La orden que paraliza a los trabajadores
El testimonio del trabajador de la salud confirma que la información proporcionada por los empleados de la entidad bancaria es homogénea y coincide con la denuncia pública contra la dirección provincial del BPA.
«Siempre los directivos de este Banco expresan que, por orientación de la directora provincial, no se le puede pagar a nadie porque el efectivo que se reciba es para el pago de jubilados.»
«Los trabajadores, ¿qué hacemos para suplir nuestras necesidades?»
La pregunta del denunciante refleja la desesperación de los profesionales de la salud que no pueden percibir su salario, mientras que los alimentos y los artículos de primera necesidad en los mercados se cotizan en precios cada vez más altos.
«Los trabajadores, ¿qué hacemos para suplir nuestras necesidades?»
La denuncia adquiere una gravedad mayor por el hecho de que el afectado presta servicios en un centro de salud.

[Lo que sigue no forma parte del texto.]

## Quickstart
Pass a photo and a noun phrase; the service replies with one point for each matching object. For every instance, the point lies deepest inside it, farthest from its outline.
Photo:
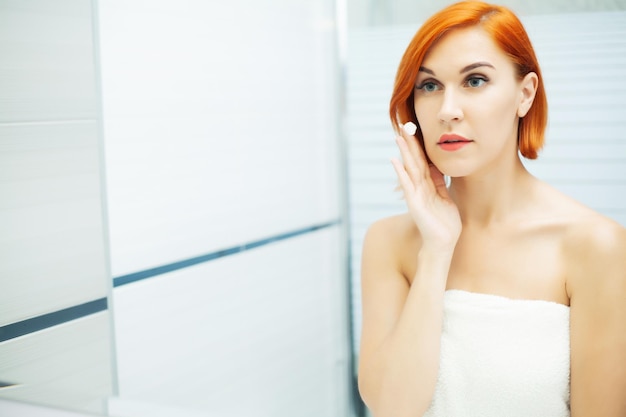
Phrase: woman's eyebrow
(475, 65)
(463, 70)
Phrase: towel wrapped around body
(502, 357)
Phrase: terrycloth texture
(502, 357)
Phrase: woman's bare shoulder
(594, 245)
(388, 239)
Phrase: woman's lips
(452, 142)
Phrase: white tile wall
(52, 244)
(68, 365)
(255, 333)
(221, 128)
(220, 123)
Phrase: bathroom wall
(226, 205)
(55, 321)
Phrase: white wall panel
(47, 70)
(53, 266)
(255, 333)
(51, 232)
(583, 62)
(220, 124)
(67, 366)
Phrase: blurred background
(184, 188)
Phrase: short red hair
(508, 33)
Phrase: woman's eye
(428, 87)
(475, 82)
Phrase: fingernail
(410, 128)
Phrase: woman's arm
(401, 334)
(399, 356)
(597, 286)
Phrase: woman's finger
(403, 177)
(408, 133)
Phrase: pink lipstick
(452, 142)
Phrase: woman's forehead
(461, 47)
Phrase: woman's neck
(493, 198)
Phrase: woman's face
(468, 101)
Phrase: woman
(494, 295)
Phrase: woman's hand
(429, 203)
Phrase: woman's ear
(528, 87)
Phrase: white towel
(502, 357)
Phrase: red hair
(507, 32)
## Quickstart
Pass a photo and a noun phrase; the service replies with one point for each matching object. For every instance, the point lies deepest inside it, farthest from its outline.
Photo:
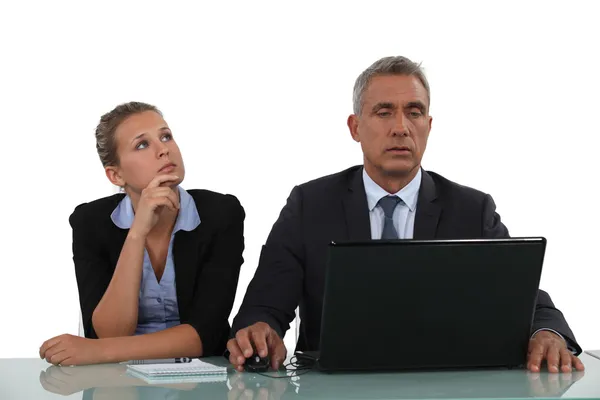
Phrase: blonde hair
(105, 131)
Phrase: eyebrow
(417, 104)
(381, 105)
(164, 128)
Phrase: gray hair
(106, 145)
(397, 65)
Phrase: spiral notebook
(182, 371)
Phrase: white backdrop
(257, 94)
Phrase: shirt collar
(188, 218)
(409, 193)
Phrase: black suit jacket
(291, 269)
(207, 262)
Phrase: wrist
(106, 353)
(136, 235)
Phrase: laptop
(429, 304)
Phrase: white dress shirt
(404, 214)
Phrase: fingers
(165, 202)
(565, 360)
(277, 350)
(236, 356)
(577, 363)
(160, 179)
(536, 355)
(57, 356)
(243, 339)
(48, 344)
(260, 342)
(156, 197)
(553, 358)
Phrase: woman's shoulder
(216, 205)
(93, 212)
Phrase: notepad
(176, 379)
(196, 368)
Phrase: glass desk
(35, 379)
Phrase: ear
(353, 126)
(114, 176)
(430, 120)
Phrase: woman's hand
(153, 198)
(73, 350)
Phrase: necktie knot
(388, 204)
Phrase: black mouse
(257, 364)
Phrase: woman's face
(146, 148)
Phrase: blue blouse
(158, 308)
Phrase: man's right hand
(261, 337)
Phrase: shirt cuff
(569, 347)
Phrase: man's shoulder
(447, 189)
(330, 182)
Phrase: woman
(157, 267)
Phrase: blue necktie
(388, 204)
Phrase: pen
(162, 361)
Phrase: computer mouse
(257, 364)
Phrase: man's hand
(72, 350)
(261, 337)
(546, 345)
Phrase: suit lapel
(356, 209)
(187, 247)
(428, 213)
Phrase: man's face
(393, 125)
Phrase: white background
(257, 94)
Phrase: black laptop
(434, 304)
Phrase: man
(390, 197)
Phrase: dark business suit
(207, 262)
(291, 269)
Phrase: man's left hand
(548, 346)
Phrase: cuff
(569, 347)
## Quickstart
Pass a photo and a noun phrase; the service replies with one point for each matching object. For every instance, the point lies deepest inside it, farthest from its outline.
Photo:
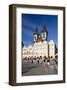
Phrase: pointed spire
(44, 29)
(36, 30)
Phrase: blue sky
(29, 21)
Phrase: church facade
(41, 46)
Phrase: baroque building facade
(41, 46)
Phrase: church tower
(44, 33)
(36, 35)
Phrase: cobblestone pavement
(29, 69)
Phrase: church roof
(44, 29)
(36, 30)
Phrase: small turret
(44, 33)
(36, 35)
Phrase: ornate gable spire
(36, 30)
(44, 29)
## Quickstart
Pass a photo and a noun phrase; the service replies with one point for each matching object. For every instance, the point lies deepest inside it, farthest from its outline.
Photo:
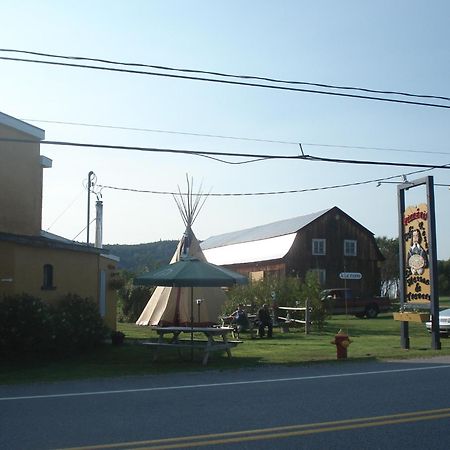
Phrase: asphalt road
(344, 405)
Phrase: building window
(47, 282)
(321, 275)
(319, 247)
(350, 247)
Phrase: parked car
(444, 322)
(345, 301)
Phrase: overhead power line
(229, 82)
(203, 153)
(225, 75)
(379, 181)
(238, 138)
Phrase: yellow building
(33, 261)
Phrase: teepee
(171, 306)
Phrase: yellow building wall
(21, 181)
(74, 272)
(6, 268)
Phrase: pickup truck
(345, 301)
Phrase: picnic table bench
(207, 346)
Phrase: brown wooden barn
(329, 242)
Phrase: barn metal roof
(271, 230)
(261, 250)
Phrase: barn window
(321, 275)
(47, 282)
(319, 247)
(350, 247)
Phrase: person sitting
(264, 320)
(240, 319)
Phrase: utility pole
(89, 185)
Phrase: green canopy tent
(191, 272)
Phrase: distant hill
(140, 257)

En medio de la crisis económica, un trabajador de un hospital en Granma se ve obligado a mendigar el pago de su salario, mientras que una orden de la directora provincial del BPA prioriza el pago a los jubilados.
Resumen:
Un trabajador de un hospital en Manzanillo denuncia que lleva días yendo a la sucursal del BPA en la avenida Paquito Rosales sin poder cobrar su salario. Los empleados del banco argumentan que la directora provincial ha ordenado reservar todo el efectivo para los jubilados, dejando sin liquidez al resto de los trabajadores. El denunciante aporta una foto del local.
Nota final:
El ciudadano que escribió esta carta trabaja en un hospital. Salva vidas. Vela por la salud de los granmenses. Y cuando sale de su turno, no puede cobrar el salario que el Estado le adeuda porque una funcionaria bancaria decidió que los trabajadores de este municipio no merecen la misma prioridad que los jubilados.
La directora provincial del BPA (Maribel Santos Urquiza) no puede seguir escudándose en la “falta de liquidez” para discriminar a los trabajadores de Manzanillo. La Contraloría General de la República y el Banco Central de Cuba tienen que intervenir.
La sucursal de la avenida Paquito Rosales está llena de fotos donde los trabajadores hacen cola para cobrar. El trabajador del hospital ya no puede esperar más. ¿Hasta cuándo?